Hinter mir rauschte es wie Sturmwind im Gebüsch, denn meine Asaker folgten mir. Einige Schritte von den beiden genannten saßen vier Männer, welche über mein Erscheinen so entsetzt waren, daß sie mich bewegungslos anstarrten; ich hieb den ersten nieder, den zweiten; der dritte erhob zur Abwehr die Arme, ich traf ihn dennoch; der vierte wollte aufspringen, kam aber nicht dazu; ich schlug ihn zu den andern. Ich hatte aus Rücksicht auf die Getroffenen mit der breiten Seite und nicht mit der Kante des Kolbens zugeschlagen. Das betäubte nur, tötete aber nicht.
Sechs Mann – das war mein Pensum, und nun machte ich es mir zur Aufgabe, etwaige Flüchtlinge zurückzuhalten. Darum wendete ich mich gegen die Scene, welcher ich jetzt den Rücken zugedreht hatte, und legte den vielschüssigen Henrystutzen zum Schusse an.

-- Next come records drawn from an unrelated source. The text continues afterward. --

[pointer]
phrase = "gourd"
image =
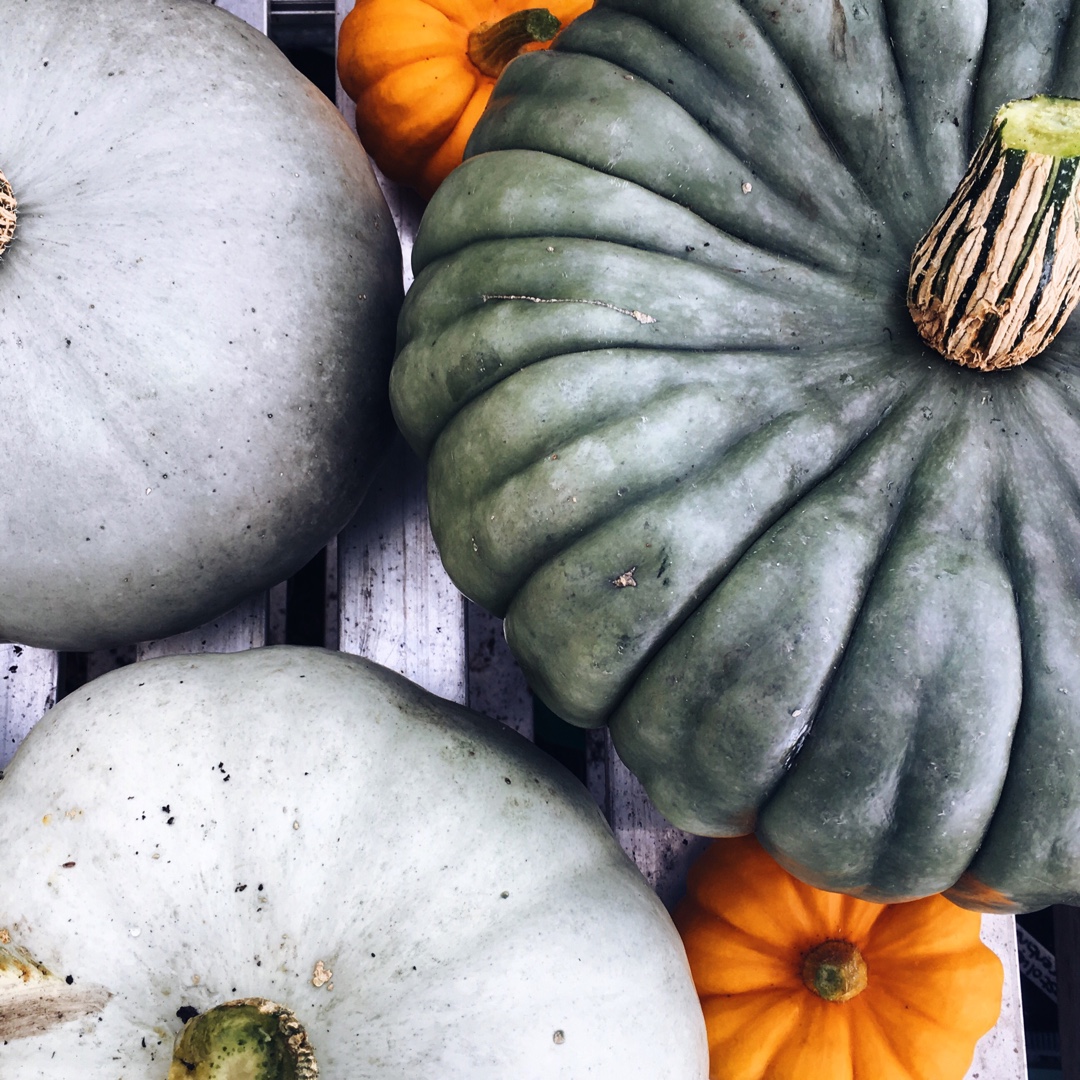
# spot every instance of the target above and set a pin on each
(385, 881)
(684, 434)
(421, 73)
(197, 307)
(797, 982)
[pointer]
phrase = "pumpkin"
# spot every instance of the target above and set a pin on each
(421, 73)
(197, 310)
(299, 842)
(796, 982)
(682, 431)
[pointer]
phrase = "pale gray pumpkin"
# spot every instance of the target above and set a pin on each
(196, 319)
(427, 892)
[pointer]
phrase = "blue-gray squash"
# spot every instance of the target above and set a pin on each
(300, 850)
(197, 308)
(821, 581)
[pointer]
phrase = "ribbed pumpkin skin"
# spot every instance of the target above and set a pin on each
(197, 319)
(189, 831)
(932, 987)
(418, 96)
(820, 582)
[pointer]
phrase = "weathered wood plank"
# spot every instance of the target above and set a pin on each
(27, 691)
(1067, 968)
(243, 628)
(664, 853)
(496, 684)
(397, 607)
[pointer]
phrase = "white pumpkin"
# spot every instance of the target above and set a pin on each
(197, 314)
(423, 890)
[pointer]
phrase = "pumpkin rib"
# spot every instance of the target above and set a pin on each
(592, 689)
(202, 356)
(1014, 846)
(494, 503)
(446, 89)
(879, 477)
(863, 835)
(750, 1026)
(440, 896)
(649, 52)
(461, 341)
(846, 656)
(945, 72)
(662, 164)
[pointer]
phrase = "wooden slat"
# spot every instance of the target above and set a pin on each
(27, 691)
(664, 853)
(243, 628)
(497, 687)
(397, 607)
(1067, 967)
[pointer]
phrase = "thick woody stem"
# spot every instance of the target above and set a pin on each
(8, 207)
(835, 970)
(246, 1039)
(998, 273)
(493, 45)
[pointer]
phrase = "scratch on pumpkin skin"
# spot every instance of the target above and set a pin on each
(838, 34)
(639, 315)
(34, 1000)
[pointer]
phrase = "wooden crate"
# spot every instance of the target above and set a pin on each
(387, 597)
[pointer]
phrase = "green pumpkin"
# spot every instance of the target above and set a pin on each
(197, 311)
(289, 863)
(821, 582)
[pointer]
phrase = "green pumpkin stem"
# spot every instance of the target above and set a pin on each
(493, 45)
(835, 970)
(998, 273)
(247, 1039)
(8, 206)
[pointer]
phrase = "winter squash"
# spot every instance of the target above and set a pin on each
(421, 73)
(296, 849)
(797, 982)
(197, 304)
(684, 433)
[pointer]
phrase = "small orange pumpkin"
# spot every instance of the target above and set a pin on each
(796, 982)
(421, 71)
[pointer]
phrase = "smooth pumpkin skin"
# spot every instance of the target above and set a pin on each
(658, 328)
(406, 65)
(194, 829)
(932, 987)
(196, 320)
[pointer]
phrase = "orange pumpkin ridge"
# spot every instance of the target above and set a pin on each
(908, 988)
(421, 72)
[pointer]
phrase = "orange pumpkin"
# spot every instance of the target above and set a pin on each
(421, 71)
(795, 982)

Es war ein noch nie erlebter Anblick, der sich mir bot. Die Asaker hatten sich genau nach meiner Vorschrift gehalten; sie »arbeiteten« stumm, und die davon erwartete Wirkung blieb nicht aus; gerade dieses Schweigen vergrößerte den Schreck der Ueberfallenen; auch sie schienen stumm zu sein. Nur hier oder dort schrie einer auf oder sprang einer empor, um sich zu flüchten, was aber keinem gelang. Uebrigens hätte ich jedem, dessen Flucht zu gelingen drohte, eine Kugel in das Bein gegeben, um ihn niederzuwerfen.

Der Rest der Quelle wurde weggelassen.